Electronicdesign 29755 Carracing 1143851175

Groq’s AI Accelerator Eyes Hyperscalers, Autonomous Vehicles

Nov. 18, 2019

This machine-learning acceleration chip zeros in on applications such as autonomous vehicles, the cloud, and the enterprise.

William G. Wong

A machine-learning acceleration chip developed by startup Groq is set to take on a range of high-performance applications from autonomous vehicles to the cloud and the enterprise. Its Tensor Streaming Processor (TSP) is a single-threaded machine that handles integer (INT8) and floating-point models. Among the features is a global shared memory bandwidth of over 60 TB/s using on-chip memory. The three-quarter length PCI Express (PCIe) card has a x16 PCIe Gen 4 interface.

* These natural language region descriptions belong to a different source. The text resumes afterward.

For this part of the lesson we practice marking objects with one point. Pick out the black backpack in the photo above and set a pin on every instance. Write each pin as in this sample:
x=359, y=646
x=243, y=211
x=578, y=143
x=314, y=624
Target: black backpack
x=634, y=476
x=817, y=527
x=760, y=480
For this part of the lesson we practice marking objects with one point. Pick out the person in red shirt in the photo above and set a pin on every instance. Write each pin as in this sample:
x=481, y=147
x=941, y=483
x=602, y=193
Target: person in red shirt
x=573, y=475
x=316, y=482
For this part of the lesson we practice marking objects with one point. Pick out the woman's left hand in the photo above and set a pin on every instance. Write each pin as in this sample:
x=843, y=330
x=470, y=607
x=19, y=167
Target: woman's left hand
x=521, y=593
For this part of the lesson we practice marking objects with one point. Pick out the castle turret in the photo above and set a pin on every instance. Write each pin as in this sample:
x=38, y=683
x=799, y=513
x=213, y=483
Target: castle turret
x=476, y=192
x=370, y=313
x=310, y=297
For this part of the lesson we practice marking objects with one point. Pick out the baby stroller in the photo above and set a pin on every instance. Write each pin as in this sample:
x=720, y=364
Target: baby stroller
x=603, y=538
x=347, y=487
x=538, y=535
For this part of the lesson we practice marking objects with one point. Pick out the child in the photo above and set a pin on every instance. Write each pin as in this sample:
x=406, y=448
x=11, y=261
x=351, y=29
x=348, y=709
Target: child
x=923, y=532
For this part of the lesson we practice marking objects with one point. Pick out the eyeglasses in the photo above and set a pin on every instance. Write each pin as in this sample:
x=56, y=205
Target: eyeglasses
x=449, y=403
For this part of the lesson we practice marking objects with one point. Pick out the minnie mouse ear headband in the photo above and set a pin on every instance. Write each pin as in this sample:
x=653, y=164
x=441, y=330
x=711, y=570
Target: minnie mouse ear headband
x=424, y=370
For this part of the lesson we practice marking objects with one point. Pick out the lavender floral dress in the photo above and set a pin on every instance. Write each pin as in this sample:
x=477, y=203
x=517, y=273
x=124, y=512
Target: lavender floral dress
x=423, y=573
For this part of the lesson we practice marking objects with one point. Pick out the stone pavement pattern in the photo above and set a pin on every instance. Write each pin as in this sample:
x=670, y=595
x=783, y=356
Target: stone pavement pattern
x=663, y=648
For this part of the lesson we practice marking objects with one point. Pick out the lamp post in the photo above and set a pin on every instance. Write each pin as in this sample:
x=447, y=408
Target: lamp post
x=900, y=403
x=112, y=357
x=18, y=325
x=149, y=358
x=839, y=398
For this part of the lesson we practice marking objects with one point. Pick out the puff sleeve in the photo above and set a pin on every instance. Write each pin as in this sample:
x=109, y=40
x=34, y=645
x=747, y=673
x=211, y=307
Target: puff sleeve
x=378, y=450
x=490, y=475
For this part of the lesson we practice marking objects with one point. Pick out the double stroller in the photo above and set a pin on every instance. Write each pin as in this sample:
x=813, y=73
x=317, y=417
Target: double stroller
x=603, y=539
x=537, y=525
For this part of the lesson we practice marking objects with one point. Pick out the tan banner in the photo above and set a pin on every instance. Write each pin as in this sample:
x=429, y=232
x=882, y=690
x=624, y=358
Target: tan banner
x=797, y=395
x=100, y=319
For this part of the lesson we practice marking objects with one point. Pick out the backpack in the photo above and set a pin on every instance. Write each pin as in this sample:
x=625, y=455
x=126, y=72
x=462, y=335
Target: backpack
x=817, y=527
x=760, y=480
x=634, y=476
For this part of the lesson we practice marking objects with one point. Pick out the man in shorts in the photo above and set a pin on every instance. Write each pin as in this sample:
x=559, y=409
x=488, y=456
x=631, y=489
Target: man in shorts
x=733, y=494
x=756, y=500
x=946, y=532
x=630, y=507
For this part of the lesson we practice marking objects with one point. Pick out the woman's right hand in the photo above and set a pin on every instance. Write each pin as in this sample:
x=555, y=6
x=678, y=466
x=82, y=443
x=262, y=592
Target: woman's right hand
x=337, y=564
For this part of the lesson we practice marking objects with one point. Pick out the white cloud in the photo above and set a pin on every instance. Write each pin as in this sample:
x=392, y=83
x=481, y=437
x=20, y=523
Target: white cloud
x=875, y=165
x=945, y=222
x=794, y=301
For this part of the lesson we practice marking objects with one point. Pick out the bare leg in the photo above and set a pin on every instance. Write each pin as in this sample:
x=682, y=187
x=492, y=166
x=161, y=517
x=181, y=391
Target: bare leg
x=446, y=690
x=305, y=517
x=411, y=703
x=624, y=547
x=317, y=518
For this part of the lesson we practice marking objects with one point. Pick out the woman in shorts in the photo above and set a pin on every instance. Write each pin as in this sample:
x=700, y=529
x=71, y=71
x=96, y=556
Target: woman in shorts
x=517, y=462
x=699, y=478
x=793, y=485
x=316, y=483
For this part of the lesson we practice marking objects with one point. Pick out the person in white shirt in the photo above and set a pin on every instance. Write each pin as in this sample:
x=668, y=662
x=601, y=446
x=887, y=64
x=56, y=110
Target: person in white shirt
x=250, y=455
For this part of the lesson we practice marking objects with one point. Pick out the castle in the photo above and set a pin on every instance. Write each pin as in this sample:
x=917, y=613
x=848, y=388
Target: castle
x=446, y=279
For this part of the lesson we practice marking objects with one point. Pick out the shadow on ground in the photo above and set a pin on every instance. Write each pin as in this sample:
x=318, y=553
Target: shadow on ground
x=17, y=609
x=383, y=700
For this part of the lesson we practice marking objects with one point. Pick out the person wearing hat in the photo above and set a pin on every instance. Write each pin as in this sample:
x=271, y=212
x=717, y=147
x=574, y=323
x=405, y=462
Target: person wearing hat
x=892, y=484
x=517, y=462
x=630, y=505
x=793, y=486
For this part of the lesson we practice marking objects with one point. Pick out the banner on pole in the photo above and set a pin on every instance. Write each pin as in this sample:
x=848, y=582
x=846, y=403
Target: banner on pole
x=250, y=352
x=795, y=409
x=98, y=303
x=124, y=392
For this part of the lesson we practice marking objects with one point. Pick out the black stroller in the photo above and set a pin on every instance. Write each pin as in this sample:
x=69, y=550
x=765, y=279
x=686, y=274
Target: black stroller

The TSP uses a different compute layout (see figure) designed to deliver high performance. The architecture is designed for compiler-orchestrated execution. This allows for deterministic operation, since there’s no caching system involved. Runtime performance and power requirements are known at compile time. This also avoids potential hacks like Spectre and Meltdown, which take advantage of hardware speculation features in conventional processors that don’t exist in the TSP.

Electronicdesign Com Sites Electronicdesign com Files Groq Fig 1

The Tensor Streaming Processor (TSP) provides deterministic performance and eliminates tail latency.

The TSP is optimized for a batch size of one that’s preferable for applications like self-driving cars and financial applications. The system also eliminates tail latencies that can impact enterprise operation in large servers.

The chip is single threaded, but it can quickly switch between models and layers. As a result, the chip can handle multiple models without a lot of data movement that can otherwise reduce performance.

Groq isn’t announcing performance numbers yet, but the company’s collection talent bodes well for a high-end machine. Jonathan Ross is Groq’s technical founder and CEO who also worked on Google’s TPU effort as a 20% project. He designed and implemented the core elements of the original chip. Dinesh Masheshwari is CTO. He worked on multi-threaded multi-processor systems in the mid-1980s. Dinesh served as CVP, CTO of the Memory Division at Cypress Semiconductor. And Michelle Tomasko, Vice President of Engineering, worked Nvidia, Google Consumer HW, and Transmeta.